Todos rieron menos el profesor, que puso los ojos en blanco,
—Adelante, y pásate por dirección a tu vuelta.
—¿Qué?
—Ya me has oído —contestó el profesor—. Tienes una cita en dirección. Ahora sal de mi clase.
Me levanté de un salto y salí corriendo de la habitación. ¡Caray! ¡Los profesores de instituto sí que eran duros!
Pero aunque me habían castigado, estaba contento de poder escapar de allí, Nunca creí que diría esto, pero lo cierto es que deseé volver al colegio. Deseé que todo volviera a ser normal Vagué por el pasillo, buscando la dirección, Encontré una puerta con una ventana de cristal esmerilado. En la ventana ponía: «SRA. McNAB, DIRECTORA.»

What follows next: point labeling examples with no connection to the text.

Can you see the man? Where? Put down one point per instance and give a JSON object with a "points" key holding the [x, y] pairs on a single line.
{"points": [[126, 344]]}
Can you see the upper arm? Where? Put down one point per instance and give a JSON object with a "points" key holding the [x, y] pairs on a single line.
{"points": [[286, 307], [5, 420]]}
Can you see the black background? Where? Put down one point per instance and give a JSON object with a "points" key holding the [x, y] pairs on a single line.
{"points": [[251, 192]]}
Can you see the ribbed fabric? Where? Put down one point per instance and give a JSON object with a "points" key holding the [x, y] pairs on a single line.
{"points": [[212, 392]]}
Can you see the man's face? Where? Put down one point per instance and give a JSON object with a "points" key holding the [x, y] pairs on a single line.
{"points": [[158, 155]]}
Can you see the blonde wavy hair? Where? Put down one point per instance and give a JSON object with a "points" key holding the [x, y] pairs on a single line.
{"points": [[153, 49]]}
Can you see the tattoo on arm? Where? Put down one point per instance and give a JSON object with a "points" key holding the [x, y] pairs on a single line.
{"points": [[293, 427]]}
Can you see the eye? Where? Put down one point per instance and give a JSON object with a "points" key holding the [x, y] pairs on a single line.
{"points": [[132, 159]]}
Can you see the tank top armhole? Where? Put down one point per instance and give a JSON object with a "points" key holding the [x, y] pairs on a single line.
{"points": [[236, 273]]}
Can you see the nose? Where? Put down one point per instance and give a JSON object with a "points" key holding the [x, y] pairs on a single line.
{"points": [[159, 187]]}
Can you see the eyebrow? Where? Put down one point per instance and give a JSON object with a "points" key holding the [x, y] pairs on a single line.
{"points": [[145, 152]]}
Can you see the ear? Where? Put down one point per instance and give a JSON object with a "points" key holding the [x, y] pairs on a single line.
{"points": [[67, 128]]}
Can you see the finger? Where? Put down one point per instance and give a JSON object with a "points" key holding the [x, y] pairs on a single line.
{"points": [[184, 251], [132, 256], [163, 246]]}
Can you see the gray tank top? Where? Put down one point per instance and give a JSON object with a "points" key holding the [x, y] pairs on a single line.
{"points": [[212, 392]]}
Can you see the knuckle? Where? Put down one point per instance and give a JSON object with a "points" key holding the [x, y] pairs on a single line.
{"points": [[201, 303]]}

«¿Debería entrar? —me pregunté—. ¿Para qué? Lo único que hará será gritarme.» Estaba a punto de dar media vuelta y marcharme, pero alguien vino hacia mí por el pasillo. Alguien a quien yo no quería ver.
—¡Ahí estás, pequeña basura! —Era el grandullón de antes—. ¡Voy a machacarte contra el suelo!